Although many factors were predictive of sentinel node status on univariate analysis,
only LVI was found to be significant as an independent predictor on multivariate analysis.
This could be due to small sample size or probable selection bias as is the case with
retrospective study designs. Although LVI status was found to be a significant factor,
it is available only on postoperative histopathology specimens. Larger studies are
needed to identify preoperative factors for the surgeon to decide on avoiding SLNB
in low-risk patients.
Conclusion
In patients with early breast cancer and preoperative PET/CT negative axilla, SLNB
is positive in approximately 20% patients with nonsentinel node positivity of approximately
4.2%. In this group of patients, we found SLNB status to be independent of PT size.

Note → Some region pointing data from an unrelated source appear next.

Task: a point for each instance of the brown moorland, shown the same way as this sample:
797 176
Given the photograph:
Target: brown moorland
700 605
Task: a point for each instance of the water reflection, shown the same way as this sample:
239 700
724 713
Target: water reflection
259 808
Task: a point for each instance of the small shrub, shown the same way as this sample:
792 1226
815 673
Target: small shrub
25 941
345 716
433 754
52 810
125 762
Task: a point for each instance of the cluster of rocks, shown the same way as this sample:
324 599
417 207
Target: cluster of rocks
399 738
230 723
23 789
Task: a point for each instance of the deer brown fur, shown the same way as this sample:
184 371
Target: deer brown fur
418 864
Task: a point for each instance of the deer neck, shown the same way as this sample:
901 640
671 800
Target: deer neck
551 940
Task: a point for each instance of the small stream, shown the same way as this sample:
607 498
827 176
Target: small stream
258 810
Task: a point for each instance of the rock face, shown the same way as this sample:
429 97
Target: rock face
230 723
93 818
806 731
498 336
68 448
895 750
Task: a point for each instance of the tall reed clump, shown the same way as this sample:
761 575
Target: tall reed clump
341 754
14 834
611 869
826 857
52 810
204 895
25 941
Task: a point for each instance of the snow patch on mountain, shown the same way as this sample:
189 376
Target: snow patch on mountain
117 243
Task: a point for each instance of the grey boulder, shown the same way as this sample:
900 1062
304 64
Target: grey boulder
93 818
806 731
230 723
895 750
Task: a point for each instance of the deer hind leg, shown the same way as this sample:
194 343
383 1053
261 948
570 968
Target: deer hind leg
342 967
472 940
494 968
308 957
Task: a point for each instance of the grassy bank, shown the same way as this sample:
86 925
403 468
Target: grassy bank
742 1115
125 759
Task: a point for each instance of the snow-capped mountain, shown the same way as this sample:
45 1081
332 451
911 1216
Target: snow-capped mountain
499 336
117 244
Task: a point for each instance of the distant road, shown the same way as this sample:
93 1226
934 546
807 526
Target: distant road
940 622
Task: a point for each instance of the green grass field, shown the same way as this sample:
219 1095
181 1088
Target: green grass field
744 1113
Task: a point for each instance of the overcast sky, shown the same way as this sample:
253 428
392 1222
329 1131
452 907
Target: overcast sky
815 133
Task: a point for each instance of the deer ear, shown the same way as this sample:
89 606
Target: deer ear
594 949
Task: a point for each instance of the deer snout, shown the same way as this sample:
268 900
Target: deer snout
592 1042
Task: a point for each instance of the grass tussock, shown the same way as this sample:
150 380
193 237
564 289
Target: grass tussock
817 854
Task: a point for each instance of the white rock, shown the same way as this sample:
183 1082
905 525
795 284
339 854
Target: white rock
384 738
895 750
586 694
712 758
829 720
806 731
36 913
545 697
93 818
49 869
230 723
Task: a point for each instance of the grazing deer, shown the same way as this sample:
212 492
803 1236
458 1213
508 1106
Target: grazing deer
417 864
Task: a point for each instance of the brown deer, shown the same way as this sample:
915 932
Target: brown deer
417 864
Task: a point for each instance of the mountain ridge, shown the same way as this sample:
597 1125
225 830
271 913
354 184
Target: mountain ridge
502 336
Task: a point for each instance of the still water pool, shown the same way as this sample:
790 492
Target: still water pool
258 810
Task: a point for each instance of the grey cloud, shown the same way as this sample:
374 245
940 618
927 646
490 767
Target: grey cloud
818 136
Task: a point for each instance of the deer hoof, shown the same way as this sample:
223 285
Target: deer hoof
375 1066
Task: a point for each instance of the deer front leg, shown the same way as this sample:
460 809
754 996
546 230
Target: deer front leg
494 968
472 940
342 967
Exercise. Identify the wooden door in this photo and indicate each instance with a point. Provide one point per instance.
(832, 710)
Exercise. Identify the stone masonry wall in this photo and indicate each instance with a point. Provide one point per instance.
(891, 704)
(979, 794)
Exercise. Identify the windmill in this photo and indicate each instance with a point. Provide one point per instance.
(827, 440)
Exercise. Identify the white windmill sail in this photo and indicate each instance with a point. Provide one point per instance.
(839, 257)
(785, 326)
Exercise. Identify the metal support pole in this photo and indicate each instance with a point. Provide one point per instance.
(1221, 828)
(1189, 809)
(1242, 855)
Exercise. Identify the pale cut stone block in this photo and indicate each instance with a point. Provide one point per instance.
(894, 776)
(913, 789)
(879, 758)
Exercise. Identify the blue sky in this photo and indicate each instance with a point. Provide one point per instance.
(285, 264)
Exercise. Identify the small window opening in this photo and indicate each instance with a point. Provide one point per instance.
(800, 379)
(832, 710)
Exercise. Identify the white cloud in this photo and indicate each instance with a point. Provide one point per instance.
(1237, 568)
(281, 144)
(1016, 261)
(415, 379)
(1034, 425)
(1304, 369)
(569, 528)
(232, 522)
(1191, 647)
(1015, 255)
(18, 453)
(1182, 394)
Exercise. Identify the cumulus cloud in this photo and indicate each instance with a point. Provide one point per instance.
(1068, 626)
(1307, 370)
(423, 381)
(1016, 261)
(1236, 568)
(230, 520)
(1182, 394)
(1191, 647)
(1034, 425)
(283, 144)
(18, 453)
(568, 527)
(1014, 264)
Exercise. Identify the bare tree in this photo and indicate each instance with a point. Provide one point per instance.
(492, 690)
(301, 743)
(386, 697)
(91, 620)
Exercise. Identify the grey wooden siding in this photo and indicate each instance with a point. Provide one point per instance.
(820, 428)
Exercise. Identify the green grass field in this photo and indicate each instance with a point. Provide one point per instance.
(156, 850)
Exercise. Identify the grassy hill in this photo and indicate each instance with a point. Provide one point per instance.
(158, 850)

PTs with positive sentinel nodes were more likely to be LVI + , ER + ve, and with
lower grade, lower proliferation rate (Ki-67%), and lower metabolic activity (SUVmax/SUVmean, MTV, TLG) compared with PTs with negative sentinel nodes. Among the several
PT characteristics analyzed using logistic regression analysis, we found only positive
LVI as the significant independent predictor of SLN status.